The Equality Act 2010 makes discrimination on the grounds of certain protected characteristics – such as sex, race, age, disability, gender reassignment, pregnancy or religious belief – unlawful. And these rights protect not only existing employees but also potential ones too.

So how do you know if you`re a victim of recruitment discrimination?

Well, there are some questions you shouldn`t be asked during an interview, such as those relating to future family plans age, health and previous sickness absence.

If you do get asked anything like this, you can refuse to answer them. If you don’t want to give a ‘no comment’ response you could ask how the question relates to the role you’re applying for, or the reason why the question is being asked.

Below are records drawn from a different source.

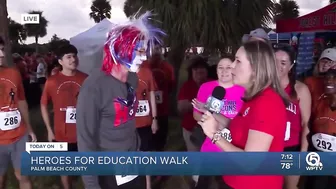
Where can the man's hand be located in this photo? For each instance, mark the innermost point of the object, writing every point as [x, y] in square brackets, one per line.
[198, 105]
[155, 127]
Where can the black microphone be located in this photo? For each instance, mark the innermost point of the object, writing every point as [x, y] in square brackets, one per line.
[214, 103]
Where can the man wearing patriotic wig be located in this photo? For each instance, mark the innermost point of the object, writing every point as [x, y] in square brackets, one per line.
[107, 103]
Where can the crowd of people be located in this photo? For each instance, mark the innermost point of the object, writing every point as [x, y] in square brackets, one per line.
[124, 106]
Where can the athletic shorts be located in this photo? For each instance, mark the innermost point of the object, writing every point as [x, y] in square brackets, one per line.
[41, 80]
[146, 138]
[12, 153]
[296, 148]
[72, 147]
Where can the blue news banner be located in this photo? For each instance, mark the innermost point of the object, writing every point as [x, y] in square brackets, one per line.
[178, 163]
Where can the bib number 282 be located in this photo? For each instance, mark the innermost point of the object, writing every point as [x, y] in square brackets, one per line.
[9, 121]
[324, 145]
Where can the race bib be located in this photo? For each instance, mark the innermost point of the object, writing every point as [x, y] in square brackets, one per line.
[226, 134]
[158, 97]
[70, 115]
[143, 108]
[122, 179]
[324, 142]
[10, 120]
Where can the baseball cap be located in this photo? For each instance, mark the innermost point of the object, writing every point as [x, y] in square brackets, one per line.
[260, 33]
[329, 53]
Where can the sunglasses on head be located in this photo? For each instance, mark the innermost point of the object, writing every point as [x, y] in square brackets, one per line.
[283, 46]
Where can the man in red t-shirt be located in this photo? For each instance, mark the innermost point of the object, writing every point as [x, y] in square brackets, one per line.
[198, 73]
[163, 73]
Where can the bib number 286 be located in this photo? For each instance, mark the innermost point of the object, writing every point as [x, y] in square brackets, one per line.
[324, 145]
[70, 115]
[73, 116]
[9, 121]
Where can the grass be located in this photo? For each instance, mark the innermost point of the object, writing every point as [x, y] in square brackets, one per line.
[175, 143]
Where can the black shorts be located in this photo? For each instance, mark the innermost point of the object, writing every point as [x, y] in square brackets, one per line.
[41, 80]
[72, 147]
[296, 148]
[146, 138]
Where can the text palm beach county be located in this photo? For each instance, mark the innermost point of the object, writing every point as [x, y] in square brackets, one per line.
[105, 160]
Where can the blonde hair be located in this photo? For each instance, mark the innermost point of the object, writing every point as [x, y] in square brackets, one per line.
[265, 74]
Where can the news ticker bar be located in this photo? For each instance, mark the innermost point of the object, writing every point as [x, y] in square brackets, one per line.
[178, 163]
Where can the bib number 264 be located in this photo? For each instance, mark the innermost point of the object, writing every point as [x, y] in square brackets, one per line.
[324, 145]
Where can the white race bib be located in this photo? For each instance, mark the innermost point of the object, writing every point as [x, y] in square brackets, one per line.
[70, 115]
[158, 97]
[10, 120]
[324, 142]
[143, 108]
[226, 134]
[122, 179]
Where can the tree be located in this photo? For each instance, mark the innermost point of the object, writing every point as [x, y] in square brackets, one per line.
[17, 32]
[55, 42]
[286, 9]
[100, 9]
[37, 30]
[4, 29]
[213, 24]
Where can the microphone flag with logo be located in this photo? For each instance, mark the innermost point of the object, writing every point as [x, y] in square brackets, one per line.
[214, 103]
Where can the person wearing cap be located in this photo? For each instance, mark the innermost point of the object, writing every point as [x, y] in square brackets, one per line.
[326, 61]
[258, 34]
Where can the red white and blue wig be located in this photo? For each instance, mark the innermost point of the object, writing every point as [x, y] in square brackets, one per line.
[126, 39]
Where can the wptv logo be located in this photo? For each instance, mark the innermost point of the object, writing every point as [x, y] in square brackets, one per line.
[30, 18]
[313, 161]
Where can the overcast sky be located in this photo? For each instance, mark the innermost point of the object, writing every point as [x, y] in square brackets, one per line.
[68, 18]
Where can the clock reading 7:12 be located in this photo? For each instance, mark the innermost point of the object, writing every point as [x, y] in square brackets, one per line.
[286, 156]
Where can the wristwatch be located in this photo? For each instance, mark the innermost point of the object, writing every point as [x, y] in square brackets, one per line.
[216, 137]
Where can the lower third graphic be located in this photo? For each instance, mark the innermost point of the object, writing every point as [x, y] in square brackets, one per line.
[313, 161]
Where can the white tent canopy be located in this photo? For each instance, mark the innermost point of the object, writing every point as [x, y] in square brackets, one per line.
[90, 45]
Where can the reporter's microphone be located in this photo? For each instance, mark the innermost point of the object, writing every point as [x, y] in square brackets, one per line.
[214, 103]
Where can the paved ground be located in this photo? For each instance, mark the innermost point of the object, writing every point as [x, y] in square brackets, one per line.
[175, 143]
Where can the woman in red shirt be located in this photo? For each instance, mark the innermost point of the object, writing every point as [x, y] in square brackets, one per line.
[261, 124]
[298, 111]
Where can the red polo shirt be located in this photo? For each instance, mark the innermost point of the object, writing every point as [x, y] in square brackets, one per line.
[265, 113]
[188, 92]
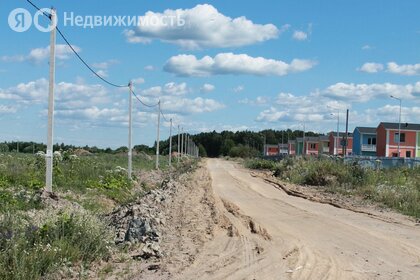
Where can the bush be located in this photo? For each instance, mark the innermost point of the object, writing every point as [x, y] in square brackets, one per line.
[260, 164]
[28, 251]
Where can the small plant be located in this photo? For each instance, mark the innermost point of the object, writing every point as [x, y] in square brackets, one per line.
[28, 251]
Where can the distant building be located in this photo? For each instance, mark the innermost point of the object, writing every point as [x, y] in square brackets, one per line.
[364, 141]
[292, 147]
[271, 150]
[324, 145]
[311, 145]
[299, 146]
[388, 137]
[337, 143]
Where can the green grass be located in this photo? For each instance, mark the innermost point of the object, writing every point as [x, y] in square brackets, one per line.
[29, 251]
[106, 173]
[397, 188]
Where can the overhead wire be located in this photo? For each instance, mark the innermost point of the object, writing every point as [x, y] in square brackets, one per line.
[90, 68]
[75, 52]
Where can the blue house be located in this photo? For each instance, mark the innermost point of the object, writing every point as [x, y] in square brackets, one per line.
[364, 141]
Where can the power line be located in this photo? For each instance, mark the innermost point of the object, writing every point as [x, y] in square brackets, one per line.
[145, 104]
[76, 53]
[166, 120]
[35, 6]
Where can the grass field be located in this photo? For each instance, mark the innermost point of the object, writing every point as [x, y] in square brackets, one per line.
[397, 188]
[37, 244]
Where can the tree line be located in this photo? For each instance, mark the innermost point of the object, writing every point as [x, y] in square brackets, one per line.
[210, 144]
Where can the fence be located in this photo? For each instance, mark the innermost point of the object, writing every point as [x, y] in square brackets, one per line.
[383, 162]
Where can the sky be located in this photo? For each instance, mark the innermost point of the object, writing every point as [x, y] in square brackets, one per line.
[215, 65]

If you think you didn’t get the job because you fall into a ‘protected characteristic group’ , or as a result of an answer you gave relating to one of those characteristics, then you may have grounds to make an employment tribunal claim.

However, it’s also important that employers know how to protect themselves from claims of discrimination too.

So before a position is even advertised, make sure there is a clear recorded definition of the role as well as the criteria which the successful applicant must meet. If it requires specific hours or days or, say, a certain amount of physical strength then keep a recorded note of that.

And keep notes too, of those job applicants you reject so you have an accurate record of why they were unsuitable for the position.

During the interview itself, even where there is justification for a question to be asked, make sure it relates to the role and not the individual (ie why you can only employ people of a certain age or require specific hours).

Job interviews can be something of a lottery. With only one vacancy and several interviewees there has to be a way for employers to make a decision about the best person for the job. Equally rejected applicants have to understand that sometimes even the most capable candidates will be unsuccessful simply because of force of numbers.

However both employers and employees should realise recruitment discrimination is as unacceptable as prejudice in the workplace.

Hopefully being aware of the red flags should ensure the best man or woman gets the job.